Kevin is already married to his new girlfriend. She forged her own wedding ring out of a gold Krugerrand he’d given her, and makes her own marmalade from things like Meyer lemons and quince. They sent me a few jars in the mail. Kevin tells me he’s had to renounce getting pissed off in traffic or snapping at panhandlers, because he feels he’s used up his lifetime quota of Asshole Points. He recently sent me a photo of a tombstone he likes to sit beside when he eats his lunch, a massive boulder engraved, by coincidence, with his own last name. “I love that fucking rock,” he wrote. When people ask me what I think about Kevin’s divorce and remarriage, all I can tell them is: It’s really good marmalade.
Not long after I’d made my decision in the Dilemma, my friend Lucy invited me to a swanky literary event. There were a lot of young women there—interns, assistant editors, agents, publicists, aspiring writers—all wearing sexy party dresses. This was also one of the few imaginable venues in which my own meager stock, being A Writer, might conceivably have any value. But I wasn’t going to be flirting or asking out or going home with anybody there. You become an artist in the hope of attracting girls; now that I had a girlfriend, why was I an artist? Come to think of it, now that I was in a relationship, what was the point of social functions—of dress-up events, clubs or concerts, parties or bars, of ever going out at all? Why was I here: to talk with other writers? There is nothing writers loathe more. To network? Jesus—please.
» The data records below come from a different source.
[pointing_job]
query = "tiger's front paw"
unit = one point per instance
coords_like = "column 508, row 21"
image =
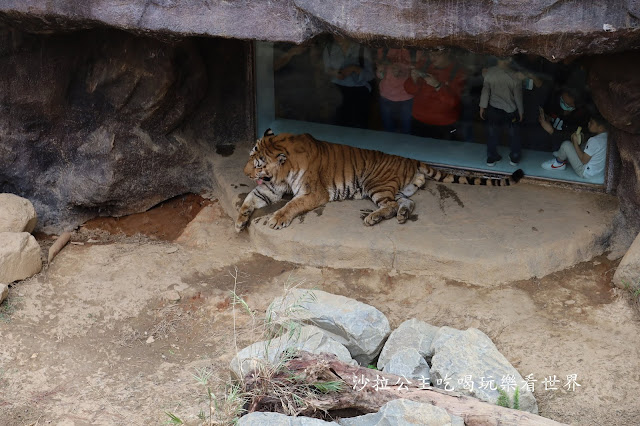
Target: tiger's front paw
column 279, row 221
column 372, row 219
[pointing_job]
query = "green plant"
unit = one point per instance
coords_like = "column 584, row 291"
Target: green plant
column 7, row 308
column 505, row 401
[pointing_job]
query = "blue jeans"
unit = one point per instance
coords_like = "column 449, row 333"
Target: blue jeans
column 497, row 121
column 396, row 116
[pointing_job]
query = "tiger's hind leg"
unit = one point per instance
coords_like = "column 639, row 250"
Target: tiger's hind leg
column 387, row 208
column 405, row 207
column 418, row 182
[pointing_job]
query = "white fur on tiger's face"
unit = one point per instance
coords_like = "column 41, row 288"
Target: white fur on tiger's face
column 316, row 172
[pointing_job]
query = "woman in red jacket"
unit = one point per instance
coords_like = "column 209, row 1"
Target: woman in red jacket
column 437, row 83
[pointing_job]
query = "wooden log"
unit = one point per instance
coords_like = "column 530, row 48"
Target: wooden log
column 60, row 242
column 312, row 368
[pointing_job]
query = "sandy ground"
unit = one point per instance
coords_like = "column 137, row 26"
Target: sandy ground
column 98, row 338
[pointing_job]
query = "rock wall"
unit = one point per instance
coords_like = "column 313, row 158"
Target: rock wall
column 550, row 28
column 102, row 122
column 615, row 85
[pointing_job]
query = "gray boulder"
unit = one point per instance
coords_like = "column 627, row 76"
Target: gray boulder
column 409, row 363
column 441, row 336
column 469, row 363
column 413, row 334
column 627, row 275
column 402, row 412
column 20, row 256
column 277, row 419
column 361, row 328
column 16, row 214
column 310, row 339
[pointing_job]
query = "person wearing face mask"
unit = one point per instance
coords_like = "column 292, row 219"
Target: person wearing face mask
column 561, row 118
column 587, row 159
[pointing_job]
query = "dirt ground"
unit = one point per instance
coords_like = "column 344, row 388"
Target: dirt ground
column 112, row 331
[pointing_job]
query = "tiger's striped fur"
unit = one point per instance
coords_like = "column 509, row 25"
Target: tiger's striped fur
column 316, row 172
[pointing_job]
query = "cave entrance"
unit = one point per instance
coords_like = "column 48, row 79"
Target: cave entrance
column 373, row 97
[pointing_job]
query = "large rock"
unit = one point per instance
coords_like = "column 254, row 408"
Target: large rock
column 469, row 363
column 501, row 27
column 307, row 338
column 403, row 412
column 20, row 256
column 409, row 363
column 16, row 214
column 413, row 334
column 627, row 275
column 361, row 328
column 104, row 122
column 277, row 419
column 615, row 87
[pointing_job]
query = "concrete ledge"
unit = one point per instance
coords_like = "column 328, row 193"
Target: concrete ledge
column 479, row 235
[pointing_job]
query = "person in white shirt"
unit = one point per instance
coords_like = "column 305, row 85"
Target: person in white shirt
column 587, row 162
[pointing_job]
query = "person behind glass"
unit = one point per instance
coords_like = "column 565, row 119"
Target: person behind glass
column 436, row 83
column 350, row 67
column 536, row 75
column 588, row 160
column 392, row 68
column 501, row 106
column 561, row 117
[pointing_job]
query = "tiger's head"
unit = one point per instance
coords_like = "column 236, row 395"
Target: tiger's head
column 266, row 160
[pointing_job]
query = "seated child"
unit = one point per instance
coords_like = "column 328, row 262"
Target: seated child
column 587, row 162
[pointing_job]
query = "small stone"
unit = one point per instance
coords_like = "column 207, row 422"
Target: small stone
column 171, row 296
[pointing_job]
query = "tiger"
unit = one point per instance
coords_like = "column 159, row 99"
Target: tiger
column 316, row 172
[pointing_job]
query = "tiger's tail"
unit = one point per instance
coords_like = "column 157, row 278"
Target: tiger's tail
column 444, row 177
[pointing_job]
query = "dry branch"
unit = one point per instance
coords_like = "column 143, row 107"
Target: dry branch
column 310, row 368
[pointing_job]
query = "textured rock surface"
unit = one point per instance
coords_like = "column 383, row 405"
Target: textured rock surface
column 4, row 292
column 402, row 412
column 102, row 122
column 16, row 214
column 470, row 358
column 361, row 328
column 413, row 334
column 552, row 28
column 277, row 419
column 19, row 256
column 615, row 85
column 409, row 363
column 627, row 274
column 311, row 339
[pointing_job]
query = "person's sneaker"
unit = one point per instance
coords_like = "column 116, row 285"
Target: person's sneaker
column 554, row 165
column 491, row 161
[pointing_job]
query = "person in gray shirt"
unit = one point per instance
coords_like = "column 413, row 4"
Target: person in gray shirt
column 501, row 106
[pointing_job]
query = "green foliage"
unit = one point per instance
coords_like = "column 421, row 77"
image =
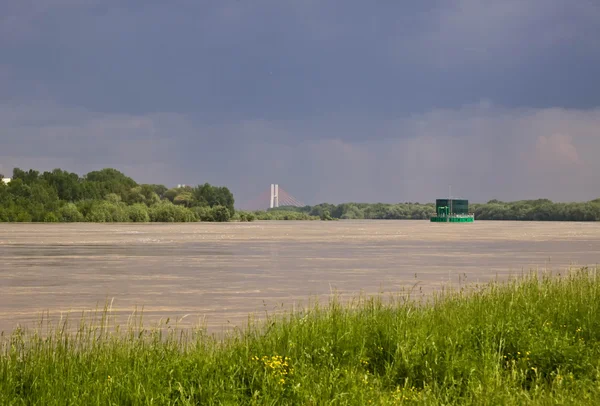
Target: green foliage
column 244, row 216
column 107, row 212
column 530, row 341
column 106, row 195
column 50, row 218
column 69, row 213
column 283, row 215
column 167, row 212
column 138, row 213
column 221, row 213
column 211, row 196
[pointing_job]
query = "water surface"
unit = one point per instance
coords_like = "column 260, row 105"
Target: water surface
column 222, row 272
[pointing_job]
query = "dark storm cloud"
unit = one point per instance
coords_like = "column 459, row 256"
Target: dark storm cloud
column 336, row 100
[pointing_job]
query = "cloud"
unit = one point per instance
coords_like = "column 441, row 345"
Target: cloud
column 335, row 103
column 483, row 151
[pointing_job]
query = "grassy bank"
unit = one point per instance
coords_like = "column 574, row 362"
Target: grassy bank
column 531, row 341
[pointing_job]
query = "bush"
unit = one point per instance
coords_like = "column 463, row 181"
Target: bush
column 69, row 213
column 221, row 213
column 106, row 212
column 138, row 213
column 167, row 212
column 204, row 213
column 244, row 216
column 50, row 218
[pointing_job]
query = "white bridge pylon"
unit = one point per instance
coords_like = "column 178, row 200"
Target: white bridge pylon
column 274, row 195
column 281, row 197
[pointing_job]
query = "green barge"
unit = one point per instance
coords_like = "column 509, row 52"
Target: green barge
column 452, row 211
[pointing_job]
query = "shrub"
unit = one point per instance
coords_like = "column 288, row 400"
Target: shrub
column 138, row 213
column 69, row 213
column 221, row 213
column 167, row 212
column 50, row 218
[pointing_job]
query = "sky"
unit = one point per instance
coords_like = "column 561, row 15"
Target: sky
column 336, row 101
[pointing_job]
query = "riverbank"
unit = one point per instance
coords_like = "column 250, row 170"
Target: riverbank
column 534, row 340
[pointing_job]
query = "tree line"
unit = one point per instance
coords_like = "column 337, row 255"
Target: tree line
column 523, row 210
column 108, row 195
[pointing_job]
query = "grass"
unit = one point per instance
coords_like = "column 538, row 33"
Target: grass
column 534, row 340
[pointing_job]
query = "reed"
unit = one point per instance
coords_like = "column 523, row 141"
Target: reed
column 531, row 340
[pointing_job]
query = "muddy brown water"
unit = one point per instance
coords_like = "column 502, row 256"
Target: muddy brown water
column 219, row 273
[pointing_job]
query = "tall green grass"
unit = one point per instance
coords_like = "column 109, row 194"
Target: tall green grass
column 534, row 340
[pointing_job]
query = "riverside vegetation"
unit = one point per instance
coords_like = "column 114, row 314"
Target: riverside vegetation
column 110, row 196
column 531, row 340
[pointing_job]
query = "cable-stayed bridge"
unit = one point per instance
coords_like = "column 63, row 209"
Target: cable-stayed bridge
column 274, row 197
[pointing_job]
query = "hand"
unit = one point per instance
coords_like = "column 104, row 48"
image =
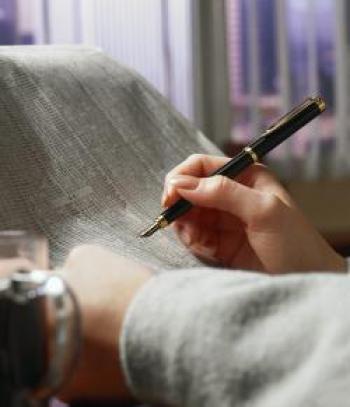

Later the lights went down, the music got loud, and the women all started to dance while I sank into a bitter self-pitying funk. For reasons as yet unexplained by evolutionary psychology, almost all women love to dance. They also like to pressure men to dance, despite our repeated protests that we really don’t want to, no, seriously, because they know that once we’re out there, we will love it. It’s supposed to be cute and fun, their cajoling you out onto the floor as if onto a gangplank, forcing you to jiggle and twitch miserably in front of everybody. I wondered whether it was some kind of test or ordeal ritual for potential mates, like working for months in order to purchase a single token stone. Also, my dancing has been likened to the flailing of those infl
atable tube-men who advertise used car lots, and I was afraid I would be mocked.
But then the DJ played “I Want You Back” by the Jackson 5. That first ecstatic moan from the throat of Motown’s own castrato, voluptuous and pure as the sinuous clarinet that opens Debussy’s Prelude to the Afternoon of a Faun—who can resist it? Lucy’s a married woman, with two kids; she and I have never dated or slept together or even so much as drunkenly made out on a New Year’s Eve. But I’ve known her since she was thirteen, a quiet, awkward adolescent with a secret crush on me, long before she became the formidable person she is now. She has held me while I’ve cried; she sometimes appears in my dreams, taking charge and hailing cabs. We are intimates. Maybe this is what Lauren meant by being available without having to give everything away. It’s not unlike dancing—a ritualized pantomime, all bold approach and coy demurral, but not necessarily an invitation or prelude; it can be a pleasure in itself. Maybe it’s all less a matter of the right person, or the right time, than of waiting for the right song to come on. I held out my hand to Lucy, which she took with delighted surprise, and we stepped out onto the floor.
* * *
I. Basically an extended appeal to nature, debunking the bias that monogamy is biologically determined and arguing that multiple partners, orgies, or gang rapes rather than pair-bonding were the norm in human prehistory. It’s an attractively validating theory for the promiscuous, but the evidence is pretty inferential, plus the authors use words like mighty and downright as intensifiers.